In effect, the rapid rise of CDO sales allowed borrowers to tap a whole new vein of cash as banks and other financial institutions threw money around, assuming they would always have the ability to sell off the debts to a vast global body of willing investors, in some cases retaining the servicing rights on these liabilities in exchange for even more attractive fees (serving rights are a huge business in which an institution is paid to collect, maintain records about, and otherwise manage debt often owned by a third party).

A slew of variants arose in the process, giving rise to such exotic animals as the "synthetic" CDO - a financial instrument whereby investors don't invest in actual loans but instead (in effect) insure groups of loans against default in exchange for regular premium payments, spreading the risk ever further from the original writer of the loan to the general marketplace.

As long as the general financial health of US borrowers remained sound, this system worked like magic for all involved. The investment houses that created CDOs profited from their creation and from their subsequent management. The major ratings agencies, including Standard & Poor's and Moody's, profited from helping investment firms structure their CDOs to obtain the highest possible credit ratings, and then again from providing the credit ratings.

Investors also remained relatively safe until - well, until they weren't.

Cracks Appear

The first break in investor confidence in the CDO approach came in the summer of 2007, when a wave of mortgage defaults among mostly subprime borrowers cut more deeply into some CDO tranches than investors had thought probable.
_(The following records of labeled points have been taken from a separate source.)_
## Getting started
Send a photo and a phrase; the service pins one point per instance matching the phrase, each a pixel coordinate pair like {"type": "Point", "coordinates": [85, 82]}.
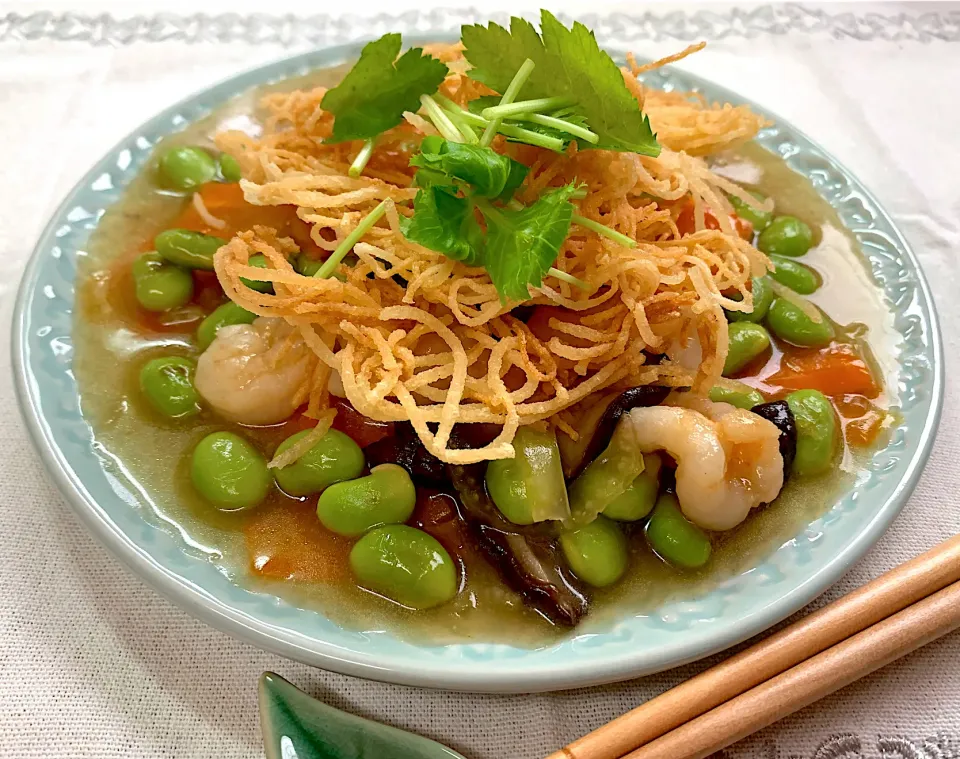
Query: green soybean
{"type": "Point", "coordinates": [791, 323]}
{"type": "Point", "coordinates": [736, 394]}
{"type": "Point", "coordinates": [229, 472]}
{"type": "Point", "coordinates": [222, 316]}
{"type": "Point", "coordinates": [759, 218]}
{"type": "Point", "coordinates": [746, 341]}
{"type": "Point", "coordinates": [406, 565]}
{"type": "Point", "coordinates": [596, 552]}
{"type": "Point", "coordinates": [192, 250]}
{"type": "Point", "coordinates": [529, 487]}
{"type": "Point", "coordinates": [229, 168]}
{"type": "Point", "coordinates": [168, 384]}
{"type": "Point", "coordinates": [762, 298]}
{"type": "Point", "coordinates": [333, 458]}
{"type": "Point", "coordinates": [817, 436]}
{"type": "Point", "coordinates": [306, 265]}
{"type": "Point", "coordinates": [799, 278]}
{"type": "Point", "coordinates": [260, 261]}
{"type": "Point", "coordinates": [674, 538]}
{"type": "Point", "coordinates": [637, 500]}
{"type": "Point", "coordinates": [186, 168]}
{"type": "Point", "coordinates": [385, 496]}
{"type": "Point", "coordinates": [160, 286]}
{"type": "Point", "coordinates": [786, 236]}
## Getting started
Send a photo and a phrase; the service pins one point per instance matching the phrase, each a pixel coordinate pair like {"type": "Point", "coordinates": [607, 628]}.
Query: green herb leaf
{"type": "Point", "coordinates": [374, 94]}
{"type": "Point", "coordinates": [445, 223]}
{"type": "Point", "coordinates": [522, 245]}
{"type": "Point", "coordinates": [569, 63]}
{"type": "Point", "coordinates": [489, 174]}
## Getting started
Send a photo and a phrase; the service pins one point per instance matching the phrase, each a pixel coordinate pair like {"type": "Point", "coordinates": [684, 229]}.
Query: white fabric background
{"type": "Point", "coordinates": [95, 664]}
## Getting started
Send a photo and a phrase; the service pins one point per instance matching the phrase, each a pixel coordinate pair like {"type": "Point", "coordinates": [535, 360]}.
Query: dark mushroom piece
{"type": "Point", "coordinates": [780, 414]}
{"type": "Point", "coordinates": [527, 558]}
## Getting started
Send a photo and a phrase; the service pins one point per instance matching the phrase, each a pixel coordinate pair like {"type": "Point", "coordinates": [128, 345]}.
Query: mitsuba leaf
{"type": "Point", "coordinates": [375, 93]}
{"type": "Point", "coordinates": [569, 63]}
{"type": "Point", "coordinates": [445, 223]}
{"type": "Point", "coordinates": [522, 245]}
{"type": "Point", "coordinates": [489, 174]}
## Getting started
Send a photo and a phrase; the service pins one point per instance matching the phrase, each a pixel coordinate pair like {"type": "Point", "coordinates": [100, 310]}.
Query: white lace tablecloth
{"type": "Point", "coordinates": [95, 664]}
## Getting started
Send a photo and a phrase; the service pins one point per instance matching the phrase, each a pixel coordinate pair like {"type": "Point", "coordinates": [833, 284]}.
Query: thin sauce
{"type": "Point", "coordinates": [280, 547]}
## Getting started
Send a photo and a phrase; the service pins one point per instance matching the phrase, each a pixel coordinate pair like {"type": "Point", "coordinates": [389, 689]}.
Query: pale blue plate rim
{"type": "Point", "coordinates": [678, 633]}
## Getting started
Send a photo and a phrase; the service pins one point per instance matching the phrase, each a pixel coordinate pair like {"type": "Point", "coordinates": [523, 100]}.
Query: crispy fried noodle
{"type": "Point", "coordinates": [441, 349]}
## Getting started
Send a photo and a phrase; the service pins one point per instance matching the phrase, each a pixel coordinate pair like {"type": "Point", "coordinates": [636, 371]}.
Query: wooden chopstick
{"type": "Point", "coordinates": [845, 617]}
{"type": "Point", "coordinates": [810, 681]}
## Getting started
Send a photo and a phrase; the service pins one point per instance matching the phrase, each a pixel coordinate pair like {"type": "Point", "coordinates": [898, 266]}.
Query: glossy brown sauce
{"type": "Point", "coordinates": [280, 546]}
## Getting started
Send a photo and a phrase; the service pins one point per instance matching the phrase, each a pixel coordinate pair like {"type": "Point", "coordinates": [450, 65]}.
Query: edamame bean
{"type": "Point", "coordinates": [759, 218]}
{"type": "Point", "coordinates": [307, 266]}
{"type": "Point", "coordinates": [385, 496]}
{"type": "Point", "coordinates": [222, 316]}
{"type": "Point", "coordinates": [799, 278]}
{"type": "Point", "coordinates": [596, 552]}
{"type": "Point", "coordinates": [530, 487]}
{"type": "Point", "coordinates": [746, 341]}
{"type": "Point", "coordinates": [229, 472]}
{"type": "Point", "coordinates": [230, 168]}
{"type": "Point", "coordinates": [333, 458]}
{"type": "Point", "coordinates": [192, 250]}
{"type": "Point", "coordinates": [790, 323]}
{"type": "Point", "coordinates": [817, 436]}
{"type": "Point", "coordinates": [674, 538]}
{"type": "Point", "coordinates": [637, 500]}
{"type": "Point", "coordinates": [762, 298]}
{"type": "Point", "coordinates": [160, 286]}
{"type": "Point", "coordinates": [168, 384]}
{"type": "Point", "coordinates": [736, 394]}
{"type": "Point", "coordinates": [186, 168]}
{"type": "Point", "coordinates": [786, 236]}
{"type": "Point", "coordinates": [406, 565]}
{"type": "Point", "coordinates": [260, 261]}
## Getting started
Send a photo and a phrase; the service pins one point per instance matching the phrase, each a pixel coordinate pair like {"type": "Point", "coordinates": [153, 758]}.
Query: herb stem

As the nation's housing market and general economy softened further, investors began to suspect the health of even the highest tranches in some CDO instruments - especially those, such as the synthetic CDOs, that carried the highest rates of leverage with the least protection.

Ultimately, a freeze in confidence led to a chill in sales, which, in turn, made it ever more difficult for banks and other institutions to perform a "mark to market" on their CDO inventories - in other words, to estimate a reasonable sales price for what they owned. Large write-offs in asset value (at least on paper) at several major banks and investment institutions were among the results.